Orada sormalıydı: 90’lı yıllarda güvenilirlikte ilk sırada olan din görevlileri,
30 yıl sonrasında bugün niçin ilk 10’nda yok? Oradaki hazirundan eteklerindeki
taşı dökmelerini isteyebilirdi. Hatta bu konuda bir komisyon kurarak bu konuyu
enine boyuna bir güzel inceletebilirdi. Gördüğüm kadarıyla bu araştırma es
geçilmiş. Gerçekten bu sonuç orada da gündeme gelmeyecek de nerede gündeme
gelecek?
Burada din görevlilerinin itibar
kaybetmesine dair verdiğim örnekler için “öyle bir şey yok da. Diyelim ki böyle
bir şey var. Para kirli olmasına rağmen insanlar paradan niye nefret etmiyor ve
uzaklaşmıyor da dinden uzaklaşıyor” şeklinde bir gerekçe sunanlar olacaktır.

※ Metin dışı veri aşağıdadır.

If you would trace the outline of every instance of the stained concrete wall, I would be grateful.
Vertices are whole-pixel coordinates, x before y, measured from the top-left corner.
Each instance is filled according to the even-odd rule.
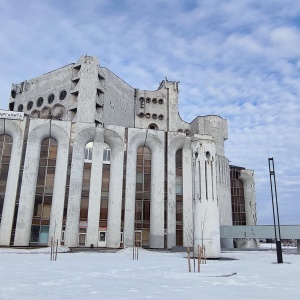
[[[216,145],[211,136],[194,135],[193,198],[194,198],[194,253],[198,245],[205,246],[206,256],[219,258],[220,222],[216,192]]]
[[[242,169],[239,172],[239,179],[242,180],[244,185],[245,197],[245,212],[246,224],[256,225],[256,199],[255,199],[255,183],[254,172],[252,170]],[[243,239],[238,240],[239,248],[257,248],[258,241],[256,239]]]
[[[220,207],[220,225],[232,225],[229,161],[216,154],[217,196]],[[233,240],[221,240],[222,248],[233,248]]]
[[[164,132],[128,129],[124,245],[134,244],[137,149],[151,150],[150,247],[164,248]]]
[[[70,122],[41,119],[31,120],[30,122],[14,240],[15,246],[29,245],[41,143],[48,137],[54,138],[58,143],[48,244],[52,236],[60,240],[68,168],[70,128]]]
[[[10,96],[10,105],[14,106],[12,110],[18,111],[19,105],[22,104],[24,113],[30,116],[34,111],[39,112],[45,107],[52,108],[57,104],[67,107],[71,97],[72,72],[73,64],[70,64],[19,84],[13,84]],[[67,96],[61,101],[59,95],[62,90],[67,92]],[[50,94],[53,94],[55,98],[49,104],[48,97]],[[12,95],[15,95],[15,98]],[[37,99],[40,97],[43,98],[43,103],[38,106]],[[30,101],[32,101],[32,108],[29,109],[28,104]]]
[[[0,120],[0,135],[7,134],[13,140],[0,224],[1,246],[10,245],[26,121]]]
[[[104,78],[103,123],[134,127],[134,88],[107,68],[99,68],[99,73]]]

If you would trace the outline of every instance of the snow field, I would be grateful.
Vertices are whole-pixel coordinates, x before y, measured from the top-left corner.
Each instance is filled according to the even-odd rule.
[[[277,264],[274,250],[222,253],[200,273],[188,273],[186,253],[141,249],[132,260],[124,249],[58,253],[50,261],[47,249],[38,252],[0,249],[1,300],[300,299],[300,255],[284,254]]]

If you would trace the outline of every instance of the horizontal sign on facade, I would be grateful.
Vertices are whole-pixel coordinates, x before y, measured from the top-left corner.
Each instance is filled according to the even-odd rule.
[[[0,109],[0,119],[23,120],[24,113]]]

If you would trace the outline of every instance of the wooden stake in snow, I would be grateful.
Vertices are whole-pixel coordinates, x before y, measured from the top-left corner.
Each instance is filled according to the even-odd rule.
[[[191,273],[191,256],[190,256],[190,247],[187,247],[187,255],[188,255],[188,266],[189,266],[189,272]]]
[[[200,263],[201,263],[201,247],[198,244],[198,273],[200,273]]]
[[[50,250],[51,261],[57,260],[57,251],[58,251],[58,239],[55,242],[54,238],[51,237],[51,250]]]
[[[139,247],[137,244],[133,245],[132,247],[132,258],[133,260],[138,260],[139,259]]]

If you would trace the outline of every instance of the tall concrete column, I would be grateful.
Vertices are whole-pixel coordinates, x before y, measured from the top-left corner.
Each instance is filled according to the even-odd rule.
[[[244,186],[246,225],[256,225],[254,172],[252,170],[240,170],[239,179],[242,180]],[[241,247],[257,248],[258,243],[256,239],[245,239]]]
[[[193,245],[193,185],[191,138],[186,138],[182,149],[183,178],[183,246]]]
[[[105,141],[111,146],[107,240],[109,248],[119,248],[121,242],[122,186],[125,128],[109,126]]]
[[[18,190],[26,119],[23,121],[2,119],[0,121],[0,135],[8,134],[13,139],[0,226],[0,245],[9,246]]]
[[[86,245],[98,246],[99,219],[101,207],[102,167],[103,167],[104,129],[96,128],[93,144],[92,170],[90,179],[90,196]]]
[[[176,151],[168,151],[167,248],[176,246]]]
[[[49,136],[49,132],[49,120],[30,121],[14,246],[29,245],[41,142]]]
[[[217,196],[220,207],[220,225],[232,226],[231,186],[229,161],[225,156],[216,155]],[[221,247],[233,248],[232,239],[221,239]]]
[[[48,245],[51,238],[61,240],[63,211],[68,171],[71,122],[51,121],[50,135],[58,142],[54,189],[51,204]]]
[[[167,248],[176,246],[176,152],[184,145],[185,135],[168,132],[168,172],[167,172]]]
[[[137,159],[136,150],[137,149],[134,144],[128,145],[127,163],[126,163],[125,216],[124,216],[124,247],[125,248],[132,247],[134,245],[136,159]]]
[[[68,168],[69,136],[69,122],[41,119],[30,121],[14,241],[15,246],[29,245],[41,143],[45,138],[49,137],[52,137],[57,141],[58,149],[48,244],[50,243],[52,236],[55,237],[55,239],[58,238],[60,240]]]
[[[164,248],[164,132],[128,129],[124,246],[134,243],[137,149],[151,150],[150,247]]]
[[[164,248],[164,148],[151,147],[150,247]]]
[[[198,253],[198,245],[203,243],[208,258],[221,255],[215,149],[215,142],[210,136],[193,136],[194,253]]]
[[[72,154],[72,168],[66,221],[65,245],[77,247],[79,238],[79,218],[81,190],[84,166],[84,149],[88,142],[94,140],[95,127],[93,124],[76,124],[75,140]]]

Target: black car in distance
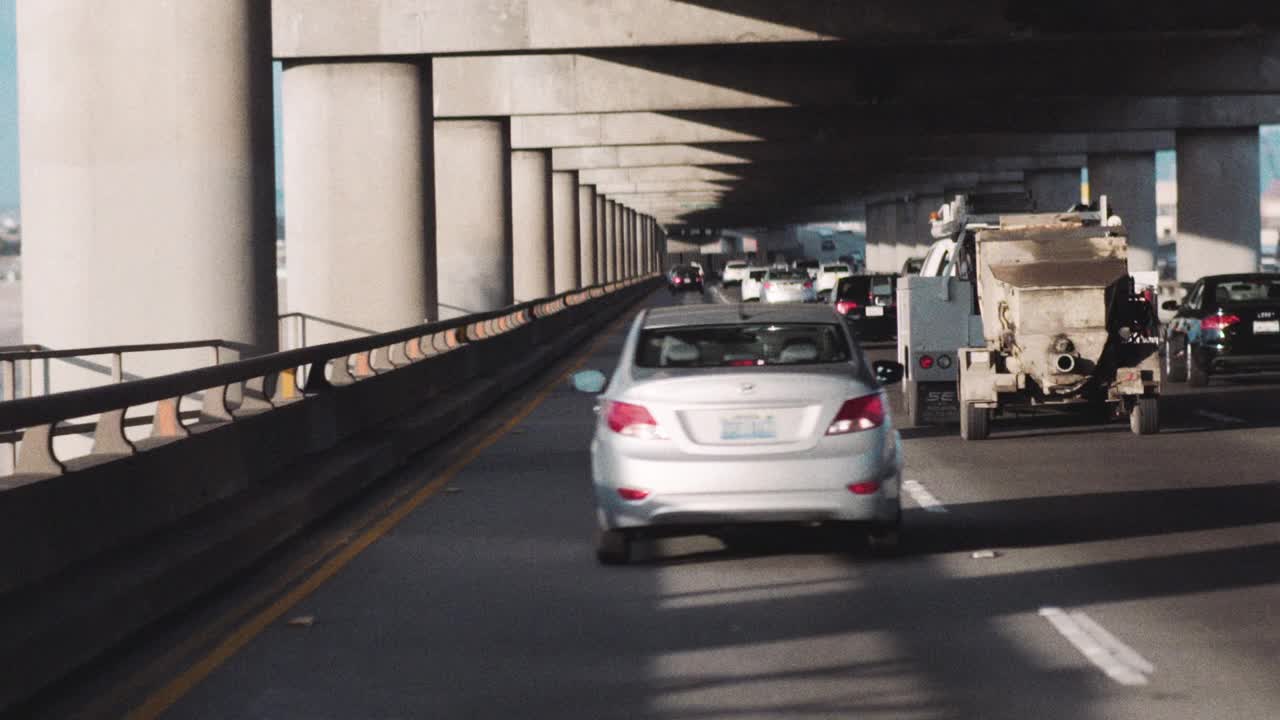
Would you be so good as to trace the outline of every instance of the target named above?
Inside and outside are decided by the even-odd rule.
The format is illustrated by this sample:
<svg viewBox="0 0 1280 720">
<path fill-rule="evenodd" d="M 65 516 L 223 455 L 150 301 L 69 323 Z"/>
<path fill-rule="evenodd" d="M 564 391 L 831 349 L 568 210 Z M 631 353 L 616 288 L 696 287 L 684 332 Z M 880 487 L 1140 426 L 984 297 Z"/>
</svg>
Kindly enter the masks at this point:
<svg viewBox="0 0 1280 720">
<path fill-rule="evenodd" d="M 836 283 L 830 302 L 858 337 L 892 340 L 898 336 L 897 287 L 896 275 L 851 275 Z"/>
<path fill-rule="evenodd" d="M 667 289 L 697 290 L 702 292 L 702 271 L 692 265 L 677 265 L 667 273 Z"/>
<path fill-rule="evenodd" d="M 1217 374 L 1280 371 L 1280 273 L 1200 278 L 1165 333 L 1165 375 L 1192 387 Z"/>
</svg>

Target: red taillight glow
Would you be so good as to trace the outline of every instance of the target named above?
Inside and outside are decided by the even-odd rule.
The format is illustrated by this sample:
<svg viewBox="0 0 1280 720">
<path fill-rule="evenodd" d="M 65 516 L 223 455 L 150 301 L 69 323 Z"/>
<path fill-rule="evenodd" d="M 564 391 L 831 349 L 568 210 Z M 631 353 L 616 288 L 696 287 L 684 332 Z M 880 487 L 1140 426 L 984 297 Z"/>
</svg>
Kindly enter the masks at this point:
<svg viewBox="0 0 1280 720">
<path fill-rule="evenodd" d="M 649 497 L 648 490 L 637 490 L 635 488 L 618 488 L 618 496 L 623 500 L 635 502 Z"/>
<path fill-rule="evenodd" d="M 844 435 L 878 428 L 884 424 L 884 402 L 880 395 L 865 395 L 845 400 L 840 412 L 827 427 L 828 435 Z"/>
<path fill-rule="evenodd" d="M 836 301 L 836 312 L 840 313 L 841 315 L 848 315 L 850 310 L 857 310 L 857 309 L 858 309 L 858 303 L 854 302 L 853 300 L 837 300 Z"/>
<path fill-rule="evenodd" d="M 880 483 L 878 482 L 860 482 L 849 485 L 849 492 L 854 495 L 875 495 L 880 492 Z"/>
<path fill-rule="evenodd" d="M 654 420 L 649 411 L 640 405 L 611 402 L 606 421 L 609 423 L 609 429 L 619 435 L 646 440 L 666 437 L 658 427 L 658 421 Z"/>
<path fill-rule="evenodd" d="M 772 290 L 772 289 L 773 289 L 773 283 L 771 283 L 771 282 L 767 282 L 767 283 L 765 283 L 765 284 L 764 284 L 764 289 L 765 289 L 765 290 Z"/>
<path fill-rule="evenodd" d="M 804 282 L 804 289 L 805 289 L 805 290 L 812 290 L 812 289 L 813 289 L 813 281 L 812 281 L 812 280 L 806 280 L 806 281 Z"/>
<path fill-rule="evenodd" d="M 755 367 L 756 365 L 763 365 L 764 361 L 748 360 L 744 358 L 742 360 L 730 360 L 728 364 L 729 364 L 729 367 Z"/>
<path fill-rule="evenodd" d="M 921 355 L 920 367 L 925 370 L 928 370 L 929 368 L 933 367 L 933 357 L 929 355 Z"/>
<path fill-rule="evenodd" d="M 1200 321 L 1200 329 L 1226 330 L 1238 322 L 1240 322 L 1240 317 L 1237 315 L 1210 315 Z"/>
<path fill-rule="evenodd" d="M 684 282 L 684 278 L 682 277 L 673 278 L 672 282 L 674 282 L 676 285 L 679 285 L 680 283 Z"/>
</svg>

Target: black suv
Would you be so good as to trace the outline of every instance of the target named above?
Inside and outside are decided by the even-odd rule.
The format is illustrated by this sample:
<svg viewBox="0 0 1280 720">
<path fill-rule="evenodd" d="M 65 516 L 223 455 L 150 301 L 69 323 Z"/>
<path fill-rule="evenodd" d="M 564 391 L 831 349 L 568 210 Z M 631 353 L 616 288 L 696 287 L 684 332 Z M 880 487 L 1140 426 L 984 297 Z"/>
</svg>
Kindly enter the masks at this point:
<svg viewBox="0 0 1280 720">
<path fill-rule="evenodd" d="M 1165 375 L 1193 387 L 1218 373 L 1280 371 L 1280 273 L 1200 278 L 1166 332 Z"/>
</svg>

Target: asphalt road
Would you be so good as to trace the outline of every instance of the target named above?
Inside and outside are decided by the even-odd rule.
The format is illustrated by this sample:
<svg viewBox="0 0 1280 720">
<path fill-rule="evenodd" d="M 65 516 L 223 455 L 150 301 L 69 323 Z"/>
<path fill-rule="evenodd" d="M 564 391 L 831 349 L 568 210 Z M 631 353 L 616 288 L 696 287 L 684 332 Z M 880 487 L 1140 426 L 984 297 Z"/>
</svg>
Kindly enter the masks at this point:
<svg viewBox="0 0 1280 720">
<path fill-rule="evenodd" d="M 611 370 L 620 332 L 587 367 Z M 307 720 L 1280 717 L 1280 381 L 1173 388 L 1164 431 L 1143 438 L 1071 417 L 997 421 L 981 443 L 904 427 L 915 494 L 898 557 L 797 529 L 732 546 L 664 540 L 622 568 L 592 555 L 592 403 L 554 384 L 451 492 L 232 652 L 184 656 L 130 701 L 186 677 L 152 707 Z M 406 482 L 438 472 L 424 460 Z M 153 638 L 151 657 L 218 627 L 260 582 Z"/>
</svg>

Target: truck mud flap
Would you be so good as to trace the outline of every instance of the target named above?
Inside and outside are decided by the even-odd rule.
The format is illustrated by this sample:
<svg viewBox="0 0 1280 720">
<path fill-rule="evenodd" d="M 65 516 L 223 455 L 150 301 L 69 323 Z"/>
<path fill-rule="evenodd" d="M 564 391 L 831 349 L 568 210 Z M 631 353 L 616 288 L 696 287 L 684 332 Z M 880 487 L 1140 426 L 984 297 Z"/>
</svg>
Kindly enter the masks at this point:
<svg viewBox="0 0 1280 720">
<path fill-rule="evenodd" d="M 953 425 L 960 422 L 960 403 L 954 382 L 912 382 L 907 386 L 908 409 L 915 425 Z"/>
</svg>

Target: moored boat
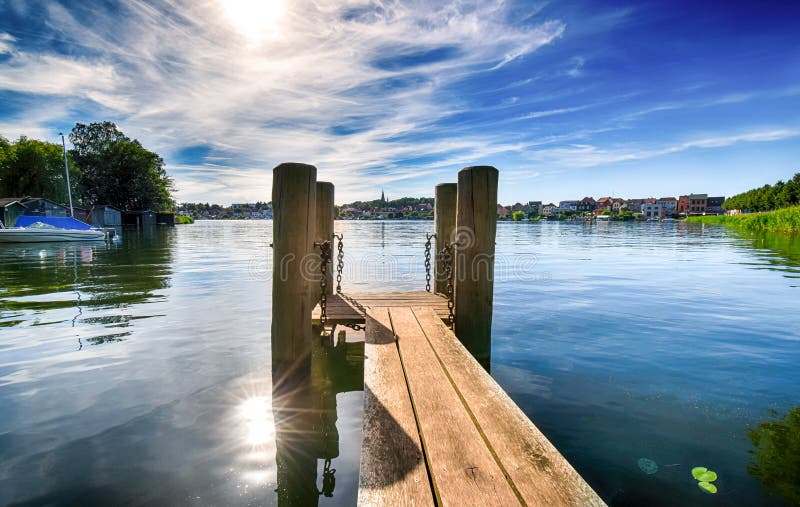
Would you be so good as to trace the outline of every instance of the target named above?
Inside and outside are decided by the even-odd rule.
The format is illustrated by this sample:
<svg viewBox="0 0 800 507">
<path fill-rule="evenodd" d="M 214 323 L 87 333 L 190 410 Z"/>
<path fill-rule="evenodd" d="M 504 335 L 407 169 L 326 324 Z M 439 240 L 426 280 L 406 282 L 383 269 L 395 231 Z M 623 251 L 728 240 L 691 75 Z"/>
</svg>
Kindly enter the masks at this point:
<svg viewBox="0 0 800 507">
<path fill-rule="evenodd" d="M 10 229 L 0 229 L 0 243 L 102 241 L 106 233 L 72 217 L 21 216 Z"/>
</svg>

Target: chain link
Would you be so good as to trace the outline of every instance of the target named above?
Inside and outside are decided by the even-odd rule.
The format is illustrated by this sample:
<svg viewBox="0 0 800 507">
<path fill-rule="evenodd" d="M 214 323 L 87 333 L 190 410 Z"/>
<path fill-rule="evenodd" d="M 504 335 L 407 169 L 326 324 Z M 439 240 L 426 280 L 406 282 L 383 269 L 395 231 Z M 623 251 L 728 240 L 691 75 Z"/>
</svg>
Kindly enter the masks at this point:
<svg viewBox="0 0 800 507">
<path fill-rule="evenodd" d="M 344 235 L 334 234 L 334 238 L 339 242 L 338 254 L 336 255 L 336 293 L 342 292 L 342 271 L 344 270 Z"/>
<path fill-rule="evenodd" d="M 336 254 L 336 293 L 342 298 L 350 303 L 352 303 L 358 311 L 361 312 L 362 315 L 367 315 L 367 310 L 364 308 L 361 303 L 356 301 L 355 298 L 348 296 L 344 292 L 342 292 L 342 271 L 344 271 L 344 235 L 343 234 L 334 234 L 334 238 L 339 242 L 337 245 L 337 254 Z M 343 326 L 349 327 L 350 329 L 355 329 L 356 331 L 361 331 L 364 329 L 364 326 L 361 324 L 346 324 L 342 323 Z"/>
<path fill-rule="evenodd" d="M 319 323 L 322 328 L 328 322 L 328 263 L 331 261 L 331 242 L 315 242 L 314 246 L 319 248 Z"/>
<path fill-rule="evenodd" d="M 425 234 L 427 240 L 425 241 L 425 290 L 431 291 L 431 239 L 436 237 L 436 234 Z"/>
<path fill-rule="evenodd" d="M 444 276 L 447 280 L 447 287 L 445 289 L 445 296 L 447 296 L 447 312 L 448 312 L 448 325 L 450 329 L 455 329 L 456 321 L 455 321 L 455 314 L 453 309 L 455 308 L 455 302 L 453 301 L 453 249 L 455 248 L 455 243 L 450 243 L 445 245 L 441 251 L 441 258 L 442 258 L 442 268 L 444 269 Z"/>
</svg>

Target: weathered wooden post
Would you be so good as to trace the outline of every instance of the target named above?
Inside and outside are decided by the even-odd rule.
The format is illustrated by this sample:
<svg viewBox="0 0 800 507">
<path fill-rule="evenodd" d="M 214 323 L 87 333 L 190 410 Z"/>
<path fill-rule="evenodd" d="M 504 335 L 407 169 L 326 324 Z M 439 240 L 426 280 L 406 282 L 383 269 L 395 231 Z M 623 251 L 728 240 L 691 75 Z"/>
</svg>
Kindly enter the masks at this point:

Böyleleri kusura bakmasın ama milletin bu tür bayat bahanelere ve kıyasa karnı
toktur. Bu tür konuları değerlendirirken insan psikolojisini hesaba katmak
lazım. Çünkü bu toplumun kahir ekseriyetinin, parçadan bütüne giderek genelleme
gibi bir özelliği var. (Askerde Kayserili bir çavuştan dayak yiyen birinin tüm
Kayserililerden nefret etmesi gibi. Fazla örneğe gerek yok bence.)
Hasılı, ister dinden uzaklaşma veya dinden
uzaklaştırma var diyelim. Dinden uzaklaşmanın olduğu bir gerçek ama sorunu
çözmek için bu uzaklaşma/uzaklaştırmanın sebep ve nedenlerini tespit edip
çözüme giden yollar bulmamız lazım. Umarım meramımı anlatabilmişimdir.
*10/11/2021 tarihinde Barbaros ULU adıyla Anadolu'da Bugün gazetesinde yayımlanmıştır.